Strażak w reprezentacji Polski
Myśląc o Bartoszu Bednorzu i przebiegu jego kariery, nie sposób nie zauważyć, że od kilku dobrych sezonów pełni rolę strażaka reprezentacji Polski. Utalentowany przyjmujący niejednokrotnie znajdował się wśród powołanych przez trenera Nikolę Grbicia czy wcześniej – Vitala Heynena. Z reguły jednak nie brał udziału w imprezach docelowych. Ma już na swoim koncie złoto, srebro i trzy brązowe krążki Ligi Narodów, a także złoty medal mistrzostw Europy.
W rozgrywkach ligowych jego obecność jest nieoceniona. Przyjmujący grał już w większości czołowych polskich klubów i w każdym był kluczowym ogniwem. Z ZAKSĄ Kędzierzyn-Koźle sięgnął po złoty medal Ligi Mistrzów i wicemistrzostwo Polski. W poprzednim sezonie reprezentował barwy Asseco Resovii Rzeszów, z którą zagrał w finale Pucharu CEV.
Mocne ogniwo PlusLigi
Zarówno w PlusLidze, jak i europejskich pucharach jego dyspozycja imponowała. Choć musiał się mierzyć także z kontuzjami w trakcie sezonu, to wracał jeszcze silniejszy. Wystąpił w 29 meczach sezonu 2024/2025 rodzimej ligi, podczas których zdobył aż 403 punkty – 333 w ataku, 40 blokiem i 30 zagrywką. W ofensywie osiągnął skuteczność 48,90%, a przyjmował pozytywnie na 49,41% i perfekcyjnie na 21,61%. Dało mu to dziesiąte miejsce w rankingu przyjmujących.

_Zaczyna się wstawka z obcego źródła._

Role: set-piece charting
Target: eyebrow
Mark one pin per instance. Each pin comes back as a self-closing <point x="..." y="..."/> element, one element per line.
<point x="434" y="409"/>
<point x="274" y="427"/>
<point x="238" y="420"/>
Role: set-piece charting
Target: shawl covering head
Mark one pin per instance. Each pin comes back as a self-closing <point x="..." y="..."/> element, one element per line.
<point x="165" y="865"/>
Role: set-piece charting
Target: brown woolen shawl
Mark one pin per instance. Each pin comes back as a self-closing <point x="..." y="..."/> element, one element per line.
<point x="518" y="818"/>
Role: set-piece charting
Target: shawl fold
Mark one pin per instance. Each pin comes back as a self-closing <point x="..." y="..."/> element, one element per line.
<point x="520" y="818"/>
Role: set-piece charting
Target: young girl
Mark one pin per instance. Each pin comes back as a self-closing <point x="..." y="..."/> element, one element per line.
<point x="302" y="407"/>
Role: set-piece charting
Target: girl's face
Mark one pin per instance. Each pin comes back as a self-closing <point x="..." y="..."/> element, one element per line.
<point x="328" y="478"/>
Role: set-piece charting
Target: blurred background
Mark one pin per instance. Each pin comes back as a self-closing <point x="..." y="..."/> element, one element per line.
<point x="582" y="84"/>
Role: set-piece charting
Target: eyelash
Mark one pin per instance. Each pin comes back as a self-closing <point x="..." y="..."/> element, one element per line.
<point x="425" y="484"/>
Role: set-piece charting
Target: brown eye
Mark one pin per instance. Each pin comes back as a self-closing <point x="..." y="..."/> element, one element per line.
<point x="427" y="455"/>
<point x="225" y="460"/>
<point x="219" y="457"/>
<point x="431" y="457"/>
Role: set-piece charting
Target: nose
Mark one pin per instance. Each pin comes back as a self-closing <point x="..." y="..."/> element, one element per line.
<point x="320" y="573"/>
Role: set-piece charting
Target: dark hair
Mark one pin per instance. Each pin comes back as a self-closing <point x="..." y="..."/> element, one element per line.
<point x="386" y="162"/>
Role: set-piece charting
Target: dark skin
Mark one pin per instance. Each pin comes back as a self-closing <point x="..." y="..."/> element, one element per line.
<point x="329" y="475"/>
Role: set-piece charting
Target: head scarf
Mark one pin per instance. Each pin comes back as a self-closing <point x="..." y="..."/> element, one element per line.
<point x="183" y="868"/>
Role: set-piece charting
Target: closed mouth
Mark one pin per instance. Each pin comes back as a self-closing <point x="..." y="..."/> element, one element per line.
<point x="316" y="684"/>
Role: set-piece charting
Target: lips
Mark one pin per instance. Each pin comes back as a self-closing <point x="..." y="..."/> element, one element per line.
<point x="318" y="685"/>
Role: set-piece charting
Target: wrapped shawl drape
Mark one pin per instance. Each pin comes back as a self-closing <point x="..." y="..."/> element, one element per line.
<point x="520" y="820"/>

Bartosz Bednorz z nową misją
Teraz zmieni barwy klubowe i będzie walczył o najwyższe cele z PGE Projektem Warszawa. Bednorz przychodzi jednak do zespołu innego, niż ten, który w poprzednim sezonie wywalczył brązowy medal mistrzostw kraju. Stołeczna drużyna uległa bowiem sporym zmianom – odeszło pięciu zawodników, a dwóch kolejnych zakończyło sportowe kariery. Ponadto, z klubem pożegnał się trener Piotr Graban oraz jego asystent, Marcin Lubiejewski.
Bednorz będzie jednak grał ze swoimi reprezentacyjnymi kolegami. W klubie zostają bowiem m.in. Jakub Kochanowski czy Jan Firlej, a z Podkarpacia przychodzi także Karol Kłos.
Klub postawił na ciekawą formę ogłoszenia transferu przyjmującego. Filmik zapowiadający jego transfer został nagrany w stylu słynnego Agenta 007, Jamesa Bonda.